A UAE-based media website reports around 30 members of Saudi Arabia’s influential Commission for the Promotion of Virtue and Prevention of Vice — aka Haia or Hayaa — have completed a five-day course on how to combat magic at its headquarters situated in the capital Riyadh.
“They said the course covered theoretical and practical lessons on how to deal with magic, destroy black art work and identify magicians and sorcerers,” Emirates 24/7 reports.
As ridiculous as it may be, the country’s war on witchcraft is quite real — in fact, it’s nearly two centuries old.
Wahhabism is Saudi Arabia's dominant faith and as per this particular branch of Islam, sorcery — including performing of black magic, divination or astrology — is strictly forbidden.
It is punishable by death despite the fact that the country does not formally classify sorcery as a capital offense.
Even fiction based on magic is prohibited in the country. Case in point: The Harry Potter series by British writer J.K. Rowling was banned in early 2000s “due to objections claiming they contain an occult-Satanic theme, violence and have an anti-family attitude.”
A darker aspect of Saudi Arabia’s paranoia of the supernatural can be seen in the arrests of people accused of performing black magic.
Writers and analysts have often pointed out how Saudi employers use accusations of magic as an excuse to fire or punish domestic workers.

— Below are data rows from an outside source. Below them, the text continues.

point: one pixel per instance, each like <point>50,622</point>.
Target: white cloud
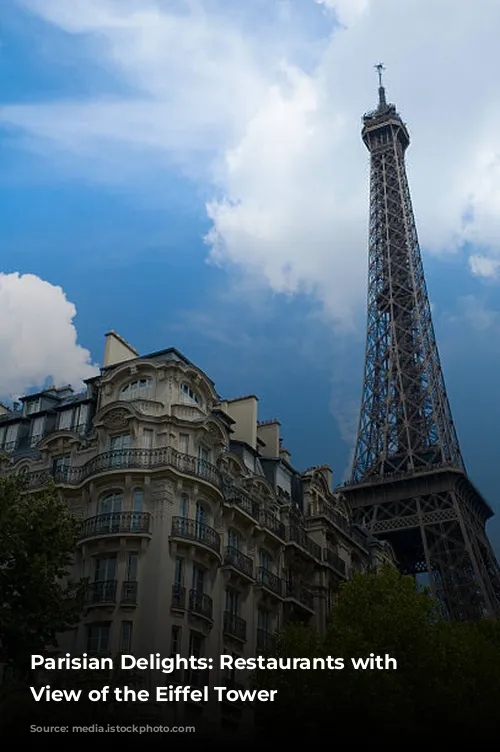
<point>484,266</point>
<point>258,106</point>
<point>475,314</point>
<point>38,337</point>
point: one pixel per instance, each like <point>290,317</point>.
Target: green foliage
<point>447,681</point>
<point>37,542</point>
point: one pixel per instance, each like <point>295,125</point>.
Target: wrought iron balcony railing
<point>333,559</point>
<point>265,639</point>
<point>272,523</point>
<point>235,626</point>
<point>196,678</point>
<point>114,523</point>
<point>192,530</point>
<point>178,597</point>
<point>200,604</point>
<point>128,459</point>
<point>270,581</point>
<point>101,592</point>
<point>233,557</point>
<point>322,509</point>
<point>265,518</point>
<point>300,593</point>
<point>298,536</point>
<point>129,592</point>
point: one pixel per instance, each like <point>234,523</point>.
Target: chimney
<point>243,410</point>
<point>268,431</point>
<point>116,350</point>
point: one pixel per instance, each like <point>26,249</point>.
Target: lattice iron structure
<point>409,484</point>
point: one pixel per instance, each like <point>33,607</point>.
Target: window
<point>188,395</point>
<point>175,640</point>
<point>200,521</point>
<point>11,437</point>
<point>196,644</point>
<point>81,418</point>
<point>138,389</point>
<point>198,580</point>
<point>32,407</point>
<point>184,443</point>
<point>131,567</point>
<point>183,505</point>
<point>196,649</point>
<point>203,460</point>
<point>65,420</point>
<point>137,504</point>
<point>266,560</point>
<point>126,637</point>
<point>263,620</point>
<point>119,446</point>
<point>61,468</point>
<point>111,503</point>
<point>105,568</point>
<point>98,637</point>
<point>234,540</point>
<point>233,601</point>
<point>179,572</point>
<point>37,427</point>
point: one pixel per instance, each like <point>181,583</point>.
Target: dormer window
<point>32,407</point>
<point>138,389</point>
<point>188,394</point>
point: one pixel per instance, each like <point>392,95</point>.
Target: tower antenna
<point>380,67</point>
<point>381,91</point>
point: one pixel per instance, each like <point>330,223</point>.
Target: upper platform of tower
<point>383,125</point>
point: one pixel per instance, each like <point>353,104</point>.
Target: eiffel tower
<point>409,485</point>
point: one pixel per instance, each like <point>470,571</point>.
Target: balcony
<point>200,605</point>
<point>243,501</point>
<point>272,523</point>
<point>300,594</point>
<point>197,678</point>
<point>265,640</point>
<point>239,561</point>
<point>101,593</point>
<point>269,581</point>
<point>235,626</point>
<point>116,523</point>
<point>322,509</point>
<point>128,459</point>
<point>334,561</point>
<point>178,598</point>
<point>297,537</point>
<point>129,593</point>
<point>196,532</point>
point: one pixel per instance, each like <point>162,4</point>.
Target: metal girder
<point>408,482</point>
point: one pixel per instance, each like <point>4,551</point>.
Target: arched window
<point>188,394</point>
<point>110,512</point>
<point>201,515</point>
<point>266,561</point>
<point>137,500</point>
<point>234,540</point>
<point>138,389</point>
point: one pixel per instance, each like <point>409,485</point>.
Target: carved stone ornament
<point>117,418</point>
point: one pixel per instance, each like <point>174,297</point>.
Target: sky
<point>190,173</point>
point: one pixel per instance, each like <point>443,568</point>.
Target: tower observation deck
<point>408,482</point>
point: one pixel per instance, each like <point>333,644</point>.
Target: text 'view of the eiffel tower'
<point>409,485</point>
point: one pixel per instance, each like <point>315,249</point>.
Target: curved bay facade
<point>198,537</point>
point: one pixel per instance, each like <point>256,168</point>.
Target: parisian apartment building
<point>199,537</point>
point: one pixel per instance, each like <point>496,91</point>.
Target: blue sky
<point>191,174</point>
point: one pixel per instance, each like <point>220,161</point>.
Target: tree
<point>38,537</point>
<point>446,685</point>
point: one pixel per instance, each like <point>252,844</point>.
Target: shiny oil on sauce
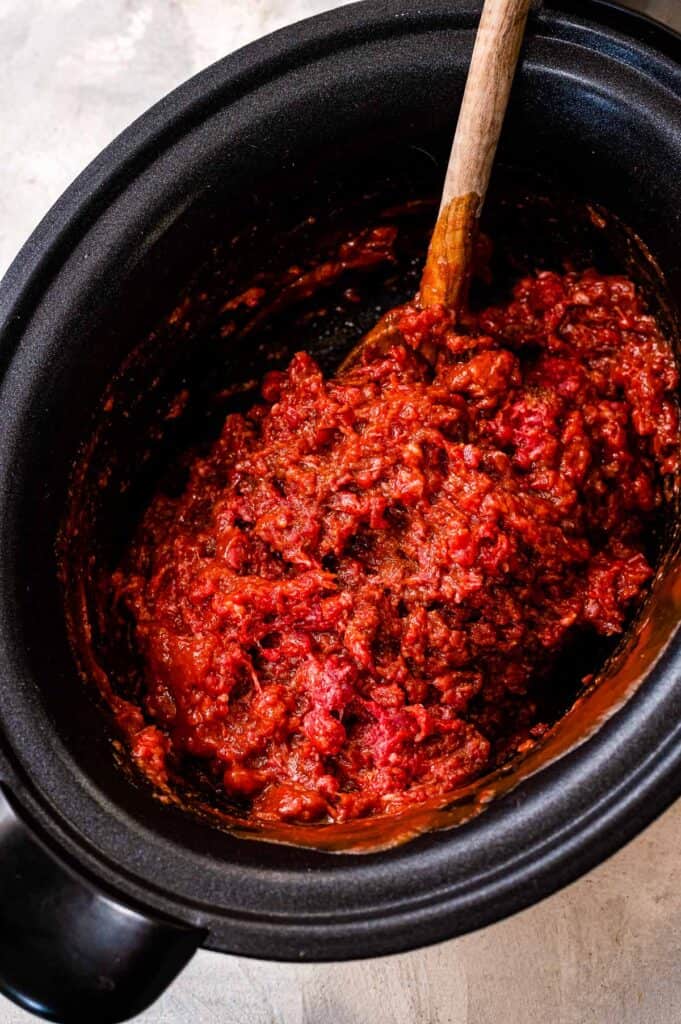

“Many employers actually fear the (perceived?) occultism of their domestic workers, but often the accusation is nothing but a tool to have her removed from the household instantly. Magic accusations are often used to expel women who are perceived as creating problems,” writer Antoinette Vlieger noted in her book, “Domestic Workers in Saudi Arabia and the Emirates: A Socio-legal Study on Conflicts.”

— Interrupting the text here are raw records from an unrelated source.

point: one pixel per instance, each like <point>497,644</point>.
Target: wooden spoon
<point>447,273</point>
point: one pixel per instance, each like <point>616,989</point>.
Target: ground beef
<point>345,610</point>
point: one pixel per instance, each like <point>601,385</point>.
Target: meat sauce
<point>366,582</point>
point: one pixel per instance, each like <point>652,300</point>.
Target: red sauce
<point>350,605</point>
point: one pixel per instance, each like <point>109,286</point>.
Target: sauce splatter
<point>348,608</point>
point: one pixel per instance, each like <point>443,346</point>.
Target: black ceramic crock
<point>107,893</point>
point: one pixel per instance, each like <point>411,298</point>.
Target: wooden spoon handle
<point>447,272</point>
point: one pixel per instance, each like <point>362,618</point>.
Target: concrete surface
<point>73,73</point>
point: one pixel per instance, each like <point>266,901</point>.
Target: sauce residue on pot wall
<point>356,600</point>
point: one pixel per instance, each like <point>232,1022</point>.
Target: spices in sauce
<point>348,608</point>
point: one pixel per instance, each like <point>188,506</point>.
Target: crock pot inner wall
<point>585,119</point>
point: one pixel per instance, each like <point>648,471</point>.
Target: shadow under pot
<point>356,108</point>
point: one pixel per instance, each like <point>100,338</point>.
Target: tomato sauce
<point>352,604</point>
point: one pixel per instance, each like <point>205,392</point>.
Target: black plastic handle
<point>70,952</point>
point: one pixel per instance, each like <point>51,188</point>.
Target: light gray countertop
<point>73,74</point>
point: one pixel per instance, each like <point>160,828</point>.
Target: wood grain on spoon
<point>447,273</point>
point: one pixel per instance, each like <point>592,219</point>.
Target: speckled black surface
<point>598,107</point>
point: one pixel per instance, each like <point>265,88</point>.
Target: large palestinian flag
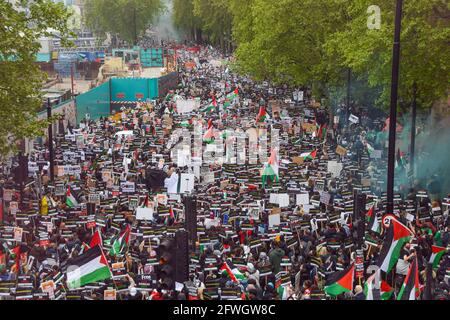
<point>89,267</point>
<point>386,290</point>
<point>322,132</point>
<point>369,287</point>
<point>372,221</point>
<point>411,288</point>
<point>309,155</point>
<point>70,199</point>
<point>397,235</point>
<point>96,239</point>
<point>436,255</point>
<point>270,170</point>
<point>340,282</point>
<point>209,135</point>
<point>210,107</point>
<point>120,242</point>
<point>234,274</point>
<point>262,115</point>
<point>233,95</point>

Since there’s no reasonable way of knowing if a person has committed sorcery, Saudi authorities prosecute people on the basis of suspicion and judges – who are often just religious clerics with no understanding of the law whatsoever – “mete out capital punishments as they see fit,” according to the Atlantic.
International human rights have repeatedly condemned executions over allegations of sorcery but Saudi Arabia hasn’t budged once and continues to wage its so-called war on witchcraft.